Elle se trouvait à ce moment à une petite seconde du standard qui donne accès aux Jeux olympiques de Rio en 2016.

Geneviève Lalonde n’a besoin que d’un top 3 aux Championnats canadiens pour s’assurer d’une place aux Jeux olympiques de Rio de Janeiro.
Geneviève Lalonde n’a besoin que d’un top 3 aux Championnats canadiens pour s’assurer d’une place aux Jeux olympiques de Rio de Janeiro.

Ce standard, elle allait l’atteindre le 14 juin à New York, dans une épreuve de la Ligue de diamant de l’Association internationale des fédérations d’athlétisme (IAAF).

Lalonde a terminé en cinquième position du 3000 m steeplechase, en plus d’établir un record provincial et un meilleur temps personnel de 9min35sec69c.

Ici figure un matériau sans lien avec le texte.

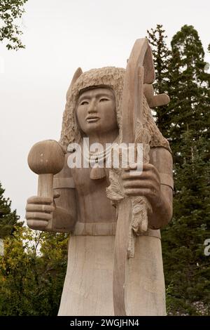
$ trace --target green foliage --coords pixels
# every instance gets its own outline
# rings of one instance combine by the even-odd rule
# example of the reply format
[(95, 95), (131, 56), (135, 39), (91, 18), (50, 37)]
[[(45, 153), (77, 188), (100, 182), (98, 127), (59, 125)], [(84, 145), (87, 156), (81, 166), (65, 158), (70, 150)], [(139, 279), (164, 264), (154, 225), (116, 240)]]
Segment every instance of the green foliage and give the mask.
[(0, 315), (57, 315), (66, 268), (66, 235), (17, 227), (4, 244)]
[[(152, 46), (154, 65), (155, 68), (155, 81), (153, 84), (154, 90), (157, 94), (169, 92), (169, 63), (171, 58), (171, 51), (167, 46), (167, 36), (162, 25), (157, 25), (155, 29), (147, 31), (148, 39)], [(162, 105), (155, 109), (155, 118), (156, 124), (165, 138), (169, 136), (169, 125), (171, 121), (169, 117), (169, 109), (167, 105)]]
[[(163, 33), (159, 25), (149, 39), (158, 50), (153, 52), (155, 91), (165, 91), (171, 98), (162, 115), (162, 107), (157, 110), (157, 122), (169, 140), (174, 164), (174, 216), (162, 231), (167, 312), (209, 315), (210, 269), (204, 242), (210, 237), (210, 75), (205, 72), (204, 52), (192, 26), (184, 25), (173, 37), (169, 53)], [(164, 59), (162, 66), (160, 58)], [(159, 90), (161, 76), (164, 88)]]
[[(13, 234), (14, 226), (18, 225), (20, 218), (16, 211), (11, 211), (11, 201), (4, 197), (4, 191), (0, 183), (0, 239)], [(22, 224), (19, 222), (18, 225)]]
[(0, 41), (6, 40), (8, 49), (18, 51), (24, 48), (20, 39), (22, 32), (17, 21), (24, 12), (24, 4), (27, 0), (1, 0), (0, 2)]

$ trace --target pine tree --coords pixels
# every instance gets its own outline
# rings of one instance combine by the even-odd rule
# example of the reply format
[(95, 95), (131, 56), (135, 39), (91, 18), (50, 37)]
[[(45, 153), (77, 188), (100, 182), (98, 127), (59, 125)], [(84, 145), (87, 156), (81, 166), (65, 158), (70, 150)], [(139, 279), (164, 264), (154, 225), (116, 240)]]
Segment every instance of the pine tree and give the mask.
[[(155, 81), (153, 84), (156, 94), (169, 92), (169, 65), (171, 51), (167, 46), (165, 31), (162, 25), (158, 24), (155, 29), (147, 31), (148, 39), (152, 46), (154, 65), (155, 68)], [(155, 108), (155, 118), (159, 129), (163, 136), (169, 138), (169, 129), (171, 124), (169, 107), (163, 105)]]
[[(0, 183), (0, 239), (12, 235), (14, 227), (20, 219), (16, 214), (16, 211), (11, 211), (11, 201), (4, 197), (4, 191)], [(18, 223), (18, 225), (22, 225), (22, 224), (21, 222)]]
[(171, 45), (170, 138), (176, 162), (181, 161), (179, 146), (185, 131), (190, 130), (192, 138), (209, 138), (210, 75), (204, 71), (204, 49), (192, 25), (182, 27)]
[(174, 164), (174, 216), (162, 230), (167, 310), (169, 315), (208, 315), (210, 270), (204, 242), (210, 237), (210, 75), (193, 27), (184, 25), (174, 36), (169, 52), (163, 33), (162, 27), (157, 26), (149, 40), (155, 48), (155, 91), (167, 92), (171, 98), (163, 110), (155, 109)]
[(208, 315), (210, 312), (210, 265), (204, 242), (210, 237), (209, 161), (204, 138), (183, 134), (176, 165), (173, 219), (162, 232), (167, 287), (171, 287), (168, 312)]

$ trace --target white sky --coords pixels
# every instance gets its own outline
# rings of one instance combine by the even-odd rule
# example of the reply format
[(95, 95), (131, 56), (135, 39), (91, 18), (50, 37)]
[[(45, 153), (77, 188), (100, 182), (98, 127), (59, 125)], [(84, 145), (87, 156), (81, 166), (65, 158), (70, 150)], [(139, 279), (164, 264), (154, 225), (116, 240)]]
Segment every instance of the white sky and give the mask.
[(25, 9), (26, 49), (0, 45), (0, 181), (22, 218), (37, 189), (29, 150), (59, 138), (66, 91), (78, 67), (125, 67), (135, 40), (156, 24), (169, 41), (187, 24), (198, 31), (205, 51), (210, 43), (208, 0), (29, 0)]

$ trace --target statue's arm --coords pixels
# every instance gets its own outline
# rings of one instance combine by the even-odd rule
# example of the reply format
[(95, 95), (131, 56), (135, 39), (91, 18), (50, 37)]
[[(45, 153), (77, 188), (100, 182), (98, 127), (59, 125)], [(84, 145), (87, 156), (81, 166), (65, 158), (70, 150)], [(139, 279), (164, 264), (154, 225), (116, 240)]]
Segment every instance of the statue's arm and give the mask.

Le 4 juillet, elle se classait deuxième lors des Championnats canadiens d’athlétisme qui se déroulaient à Edmonton.

Toujours en juillet, Lalonde a remporté la médaille de bronze à l’occasion des Jeux panaméricains à Toronto, devant plus de 20 000 spectateurs enthousiastes.

Elle a complété cette épreuve en 9min53sec03c, à moins de cinq secondes de la gagnante (l’Américaine Ashley Higginson), qui a établi un nouveau record panaméricain.

C’est donc classé 24e au monde dans sa discipline que l’Acadienne s’est présentée aux Championnats du monde en Chine.

Elle allait épater la galerie avec une 19e position et un temps plus que respectable de 9min36sec83c.

Lalonde est devenue la première athlète du Nouveau-Brunswick à participer aux Championnats du monde d’athlétisme depuis Joël Bourgeois en 2001.

Cette performance est venue placer un point d’exclamation sur une année exceptionnelle pour l’athlète de 23 ans.

«Dès la première journée de 2015, j’avais décidé que j’allais donner tout ce que j’avais pour mon sport. Je voulais faire mon possible et j’allais voir ce qui allait arriver», raconte-t-elle.

«Je suis présentement en train de célébrer des expériences inoubliables et de rencontrer des gens exceptionnels», ajoute-t-elle.

Et le plus incroyable dans toute cette histoire, c’est que 2016 pourrait surpasser ce qu’elle vient de vivre.

Comme elle est actuellement dans la fleur de l’âge, Geneviève Lalonde peut se permettre de rêver au record canadien de 9min33sec45c, qui est détenu par Jessica Furlan depuis 2014.

Et il y a bien sûr les Jeux olympiques de Rio.

Pour assurer sa qualification, tout ce dont elle a besoin, c’est de terminer parmi les trois meilleures lors des championnats canadiens, qui auront lieu à Edmonton en juillet 2016.

Elle pourrait donc ajouter à un tableau de chasse déjà bien garni.

Rappelons que Lalonde a remporté le bronze aux Jeux mondiaux de la Francophonie en 2013. L’ancienne championne des Jeux de l’Acadie possède aussi plusieurs médailles nationales au niveau universitaire alors qu’elle portait les couleurs de l’Université de Guelph.